Brief regering : Geannoteerde agenda Landbouw- en Visserijraad 17-18 oktober 2022
21 501-32 Landbouw- en Visserijraad
Nr. 1462
BRIEF VAN DE MINISTER VAN LANDBOUW, NATUUR EN VOEDSELKWALITEIT
Aan de Voorzitter van de Tweede Kamer der Staten-Generaal
Den Haag, 6 oktober 2022
Op 17 en 18 oktober aanstaande vindt de Landbouw- en Visserijraad plaats te Luxemburg.
Met deze brief informeer ik de Kamer over de agenda van de Raad.
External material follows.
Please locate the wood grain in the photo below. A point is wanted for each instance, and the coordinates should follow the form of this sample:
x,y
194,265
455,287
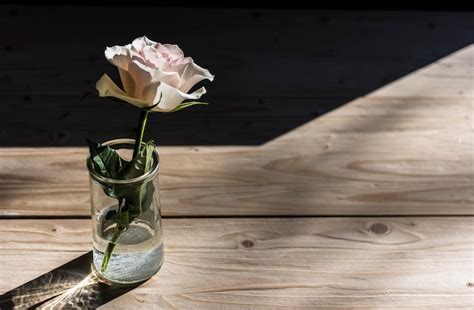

Daarnaast informeer
ik de Kamer over de update publicatie van wetenschappelijke adviezen in het licht
van vangstmogelijkheden 2023.
I. Agenda Landbouw- en Visserijraad
Handelsgerelateerde landbouwzaken
Onder dit agendapunt zal de Europese Commissie de Raad informeren over de stand van
zaken van haar werkzaamheden op het gebied van internationale handel in landbouwgoederen
en lopende bilaterale of multilaterale onderhandelingen (o.a. G20, WTO). Op het moment
van schrijven is er nog geen stuk van de Europese Commissie beschikbaar. Mogelijk
geeft de Commissie een update over de laatste stand van zaken van de handelsrelatie
tot het Verenigd Koninkrijk, India, Australië, en Nieuw Zeeland. De verwachting is
dat de Commissie het belang zal onderstrepen om voortgang te maken in de onderhandelingen
over handelsakkoorden met gelijkgestemde landen, zoals aangegeven door de voorzitter
van de Europese Commissie Ursula von der Leyen in haar toespraak over de Staat van
de Unie 2022. Dit mede tegen de achtergrond van de oorlog in Oekraïne en het voedselzekerheidsvraagstuk.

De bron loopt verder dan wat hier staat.